En attendant un futur projet de réaménagement, la Ville de Fribourg prévoit actuellement plusieurs interventions sur l’avenue Jean-Marie-Musy en termes d’entretien et de mise en conformité des arrêts TP:
1. En lien avec les travaux prévus pour le chauffage à distance (CAD) et la réfection de la route (GCEE), la Ville va assainir aux normes LHand, les deux arrêts de transports publics "Musy 4" et "Musy 24". Ces travaux nécessiteront un léger calage des bordures au droit des arrêts, mais ne modifieront pas le fonctionnement de l’axe.
2. Le compartimentage de la route de la Heitera, actuellement bloqué par un recours, prévoit la suppression du carrefour giratoire "avenue Jean-Marie-Musy – route de la Heitera" et la construction de trottoirs traversants. Cette mesure améliorera également les continuités cyclables grâce au marquage au sol.
3. En lien avec la réfection de la route de Tavel, le carrefour à feux "route de Tavel – avenue Jean-Marie-Musy – route des Vieux-Chênes" sera amélioré, permettant un meilleur passage des flux de mobilité vers et depuis l’avenue.

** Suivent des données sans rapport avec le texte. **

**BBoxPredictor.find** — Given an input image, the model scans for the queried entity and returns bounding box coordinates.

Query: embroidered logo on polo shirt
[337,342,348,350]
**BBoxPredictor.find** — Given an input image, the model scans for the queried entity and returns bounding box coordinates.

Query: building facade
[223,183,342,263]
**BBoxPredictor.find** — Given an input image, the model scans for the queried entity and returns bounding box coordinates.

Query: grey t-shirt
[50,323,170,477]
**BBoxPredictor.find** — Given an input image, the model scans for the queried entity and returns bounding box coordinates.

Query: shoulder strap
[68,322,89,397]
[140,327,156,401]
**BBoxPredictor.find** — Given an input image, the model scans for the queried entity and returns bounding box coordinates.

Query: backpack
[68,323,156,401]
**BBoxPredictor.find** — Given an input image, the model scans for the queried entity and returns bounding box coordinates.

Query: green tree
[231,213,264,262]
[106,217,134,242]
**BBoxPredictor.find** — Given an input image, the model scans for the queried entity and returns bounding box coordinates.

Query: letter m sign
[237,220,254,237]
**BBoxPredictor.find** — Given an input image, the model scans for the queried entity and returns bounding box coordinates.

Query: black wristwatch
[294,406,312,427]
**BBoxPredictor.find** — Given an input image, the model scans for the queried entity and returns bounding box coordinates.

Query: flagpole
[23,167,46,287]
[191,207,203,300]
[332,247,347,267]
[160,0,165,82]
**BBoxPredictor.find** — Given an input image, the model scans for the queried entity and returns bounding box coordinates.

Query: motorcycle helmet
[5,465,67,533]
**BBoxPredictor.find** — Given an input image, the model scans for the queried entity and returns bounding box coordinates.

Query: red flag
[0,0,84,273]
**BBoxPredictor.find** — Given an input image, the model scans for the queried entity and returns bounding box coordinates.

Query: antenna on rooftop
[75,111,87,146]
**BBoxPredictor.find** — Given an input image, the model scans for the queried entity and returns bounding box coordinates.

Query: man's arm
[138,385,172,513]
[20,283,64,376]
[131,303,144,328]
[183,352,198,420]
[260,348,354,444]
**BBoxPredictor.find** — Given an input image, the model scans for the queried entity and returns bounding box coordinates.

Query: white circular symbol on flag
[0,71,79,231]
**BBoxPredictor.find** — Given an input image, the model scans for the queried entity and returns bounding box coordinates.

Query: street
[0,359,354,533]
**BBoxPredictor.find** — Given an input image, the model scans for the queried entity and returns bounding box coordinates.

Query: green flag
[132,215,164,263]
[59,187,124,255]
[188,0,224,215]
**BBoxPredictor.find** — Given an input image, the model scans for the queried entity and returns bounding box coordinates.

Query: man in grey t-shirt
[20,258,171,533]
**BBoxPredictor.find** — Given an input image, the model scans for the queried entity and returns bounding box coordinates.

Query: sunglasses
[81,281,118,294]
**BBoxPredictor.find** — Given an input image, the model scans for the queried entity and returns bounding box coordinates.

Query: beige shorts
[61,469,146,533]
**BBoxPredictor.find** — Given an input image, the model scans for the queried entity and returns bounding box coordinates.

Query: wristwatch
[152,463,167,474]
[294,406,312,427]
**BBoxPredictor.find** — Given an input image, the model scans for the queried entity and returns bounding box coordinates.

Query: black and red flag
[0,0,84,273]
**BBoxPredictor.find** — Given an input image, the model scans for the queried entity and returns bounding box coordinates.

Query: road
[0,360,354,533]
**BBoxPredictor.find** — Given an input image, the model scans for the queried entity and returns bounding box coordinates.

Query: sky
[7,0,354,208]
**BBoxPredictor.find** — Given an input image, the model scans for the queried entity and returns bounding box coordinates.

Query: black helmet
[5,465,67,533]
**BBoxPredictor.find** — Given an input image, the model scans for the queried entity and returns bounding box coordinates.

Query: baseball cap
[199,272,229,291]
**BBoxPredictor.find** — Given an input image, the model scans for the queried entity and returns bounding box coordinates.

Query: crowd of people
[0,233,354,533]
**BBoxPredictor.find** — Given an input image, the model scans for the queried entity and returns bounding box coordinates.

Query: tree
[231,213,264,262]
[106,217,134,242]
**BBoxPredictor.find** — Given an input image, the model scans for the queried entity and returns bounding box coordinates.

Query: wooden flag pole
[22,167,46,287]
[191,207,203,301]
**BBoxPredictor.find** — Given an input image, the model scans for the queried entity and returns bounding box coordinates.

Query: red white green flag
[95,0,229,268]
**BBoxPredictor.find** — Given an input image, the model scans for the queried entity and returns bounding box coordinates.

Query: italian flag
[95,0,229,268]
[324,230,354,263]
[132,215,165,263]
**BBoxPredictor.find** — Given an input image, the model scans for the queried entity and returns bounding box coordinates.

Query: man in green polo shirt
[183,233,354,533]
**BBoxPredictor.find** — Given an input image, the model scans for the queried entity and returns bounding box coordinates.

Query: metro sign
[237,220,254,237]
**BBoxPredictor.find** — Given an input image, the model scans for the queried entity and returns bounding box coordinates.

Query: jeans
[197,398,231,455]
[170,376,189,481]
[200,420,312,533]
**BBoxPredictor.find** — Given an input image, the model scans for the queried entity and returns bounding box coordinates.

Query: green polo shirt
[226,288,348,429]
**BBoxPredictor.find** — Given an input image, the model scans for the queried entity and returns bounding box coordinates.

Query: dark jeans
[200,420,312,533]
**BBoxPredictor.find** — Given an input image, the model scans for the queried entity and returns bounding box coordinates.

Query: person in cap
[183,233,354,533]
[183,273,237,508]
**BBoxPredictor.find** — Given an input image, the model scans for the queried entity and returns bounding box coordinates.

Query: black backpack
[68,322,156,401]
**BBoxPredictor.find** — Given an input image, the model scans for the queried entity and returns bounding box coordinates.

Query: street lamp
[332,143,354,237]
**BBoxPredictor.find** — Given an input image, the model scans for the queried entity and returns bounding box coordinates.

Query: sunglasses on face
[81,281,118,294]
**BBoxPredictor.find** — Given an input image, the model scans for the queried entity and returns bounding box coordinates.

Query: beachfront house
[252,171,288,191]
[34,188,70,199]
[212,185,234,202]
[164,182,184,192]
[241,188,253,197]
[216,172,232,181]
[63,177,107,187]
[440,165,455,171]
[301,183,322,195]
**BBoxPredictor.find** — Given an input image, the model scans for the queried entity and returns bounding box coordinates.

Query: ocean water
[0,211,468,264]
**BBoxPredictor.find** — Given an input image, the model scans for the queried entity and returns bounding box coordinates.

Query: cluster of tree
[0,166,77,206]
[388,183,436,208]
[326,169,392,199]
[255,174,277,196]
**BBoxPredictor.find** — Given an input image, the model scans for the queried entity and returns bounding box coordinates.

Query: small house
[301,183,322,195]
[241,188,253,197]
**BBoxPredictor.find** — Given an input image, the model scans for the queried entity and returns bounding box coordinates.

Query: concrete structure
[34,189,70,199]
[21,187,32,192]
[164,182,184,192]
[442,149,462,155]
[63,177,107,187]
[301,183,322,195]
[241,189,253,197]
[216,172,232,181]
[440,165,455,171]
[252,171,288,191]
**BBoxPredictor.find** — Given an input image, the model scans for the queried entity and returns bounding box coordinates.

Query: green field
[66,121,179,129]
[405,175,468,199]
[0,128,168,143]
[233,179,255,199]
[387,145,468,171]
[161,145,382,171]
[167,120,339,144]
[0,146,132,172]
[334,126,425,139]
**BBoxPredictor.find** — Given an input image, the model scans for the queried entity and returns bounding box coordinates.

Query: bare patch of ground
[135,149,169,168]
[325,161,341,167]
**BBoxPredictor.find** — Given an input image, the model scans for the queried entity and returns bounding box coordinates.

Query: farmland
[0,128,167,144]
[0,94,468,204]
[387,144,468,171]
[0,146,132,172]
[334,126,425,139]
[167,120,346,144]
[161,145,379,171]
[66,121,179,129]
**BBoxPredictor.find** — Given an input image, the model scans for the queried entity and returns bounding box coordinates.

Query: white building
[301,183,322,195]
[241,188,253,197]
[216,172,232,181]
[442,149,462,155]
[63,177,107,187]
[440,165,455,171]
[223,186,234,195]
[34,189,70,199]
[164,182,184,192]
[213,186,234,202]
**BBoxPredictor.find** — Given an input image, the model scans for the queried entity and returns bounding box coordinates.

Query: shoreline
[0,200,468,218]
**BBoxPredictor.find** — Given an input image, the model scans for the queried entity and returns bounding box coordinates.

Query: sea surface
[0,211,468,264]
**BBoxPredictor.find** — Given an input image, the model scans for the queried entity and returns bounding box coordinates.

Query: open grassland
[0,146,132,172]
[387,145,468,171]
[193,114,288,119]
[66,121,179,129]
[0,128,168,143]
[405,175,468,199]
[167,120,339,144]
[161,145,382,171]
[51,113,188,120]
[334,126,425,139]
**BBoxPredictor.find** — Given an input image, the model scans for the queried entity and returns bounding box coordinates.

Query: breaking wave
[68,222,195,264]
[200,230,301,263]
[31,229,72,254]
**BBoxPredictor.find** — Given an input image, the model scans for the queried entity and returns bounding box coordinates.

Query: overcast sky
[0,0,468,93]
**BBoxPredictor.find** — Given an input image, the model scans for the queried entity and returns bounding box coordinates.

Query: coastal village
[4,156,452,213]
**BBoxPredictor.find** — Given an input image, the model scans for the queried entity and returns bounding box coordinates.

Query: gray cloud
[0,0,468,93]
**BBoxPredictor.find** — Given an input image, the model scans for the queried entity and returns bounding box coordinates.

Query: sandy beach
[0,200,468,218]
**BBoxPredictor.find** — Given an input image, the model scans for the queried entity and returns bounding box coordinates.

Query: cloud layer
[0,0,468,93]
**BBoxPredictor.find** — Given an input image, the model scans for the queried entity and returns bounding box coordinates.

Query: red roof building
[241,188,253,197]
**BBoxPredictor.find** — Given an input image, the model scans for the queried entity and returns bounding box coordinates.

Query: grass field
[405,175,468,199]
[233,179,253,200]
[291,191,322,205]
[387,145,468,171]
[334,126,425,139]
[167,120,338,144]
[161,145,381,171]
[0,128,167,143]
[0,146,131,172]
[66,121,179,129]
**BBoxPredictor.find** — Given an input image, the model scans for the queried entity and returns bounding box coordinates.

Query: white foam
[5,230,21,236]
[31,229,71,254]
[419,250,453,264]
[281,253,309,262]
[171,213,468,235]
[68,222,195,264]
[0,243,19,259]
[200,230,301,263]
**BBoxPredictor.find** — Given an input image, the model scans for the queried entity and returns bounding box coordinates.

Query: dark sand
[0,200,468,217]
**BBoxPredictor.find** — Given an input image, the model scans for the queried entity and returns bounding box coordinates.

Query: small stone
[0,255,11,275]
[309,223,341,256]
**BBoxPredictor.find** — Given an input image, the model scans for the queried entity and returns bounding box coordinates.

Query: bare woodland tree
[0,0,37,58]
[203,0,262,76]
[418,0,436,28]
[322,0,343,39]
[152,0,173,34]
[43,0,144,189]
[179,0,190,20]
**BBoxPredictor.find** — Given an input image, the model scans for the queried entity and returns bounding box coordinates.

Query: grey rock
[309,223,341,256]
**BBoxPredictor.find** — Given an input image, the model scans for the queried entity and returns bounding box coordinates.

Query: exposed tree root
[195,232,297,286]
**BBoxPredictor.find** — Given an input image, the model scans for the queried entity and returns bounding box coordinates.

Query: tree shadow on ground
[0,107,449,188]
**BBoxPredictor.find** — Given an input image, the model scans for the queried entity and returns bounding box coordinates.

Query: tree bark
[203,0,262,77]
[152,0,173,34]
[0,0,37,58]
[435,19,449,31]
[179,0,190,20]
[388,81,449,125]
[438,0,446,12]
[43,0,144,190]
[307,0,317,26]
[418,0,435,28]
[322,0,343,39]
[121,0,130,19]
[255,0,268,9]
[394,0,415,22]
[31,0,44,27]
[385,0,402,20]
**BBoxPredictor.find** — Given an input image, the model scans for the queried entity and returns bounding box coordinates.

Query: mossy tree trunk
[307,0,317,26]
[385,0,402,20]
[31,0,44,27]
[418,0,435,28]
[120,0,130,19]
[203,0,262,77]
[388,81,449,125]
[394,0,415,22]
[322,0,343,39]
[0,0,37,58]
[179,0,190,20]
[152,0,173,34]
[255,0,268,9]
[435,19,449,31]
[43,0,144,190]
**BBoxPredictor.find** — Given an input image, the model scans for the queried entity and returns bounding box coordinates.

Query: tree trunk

D’un point de vue de la mobilité, une limitation à 30 km/h pourrait avoir du sens pour garantir plus de sécurité, moins de bruit et un trafic apaisé. Le Conseil communal, étant compétent depuis le printemps 2026 pour modifier la vitesse, pourrait envisager un abaissement, moyennant des mesures ponctuelles.
3. Conclusions
La Ville de Fribourg est consciente de la nécessité de sécuriser et de réaménager l’avenue Jean-Marie-Musy. Toutefois, la planification des ressources humaines et financières, ainsi que la priorisation des projets d’agglomération, ne permettent pas pour le moment de lancer les études sur la valorisation de cet axe. Des mesures d’entretien routier et quelques améliorations ponctuelles seront entreprises à court terme afin d’améliorer la situation. Aussi, une limitation de la vitesse indépendamment d’un projet d’aménagement va être étudiée.
Lors du développement du projet final, la population et les parties prenantes seront sollicitées pour définir, avec la Ville, les aménagements les plus pertinents et bénéfiques. La Ville reste déterminée à améliorer progressivement la qualité de ses espaces publics et la sécurité de ses axes urbains, en conciliant ambition locale et contraintes budgétaires.
Le postulat n° 180 est ainsi liquidé.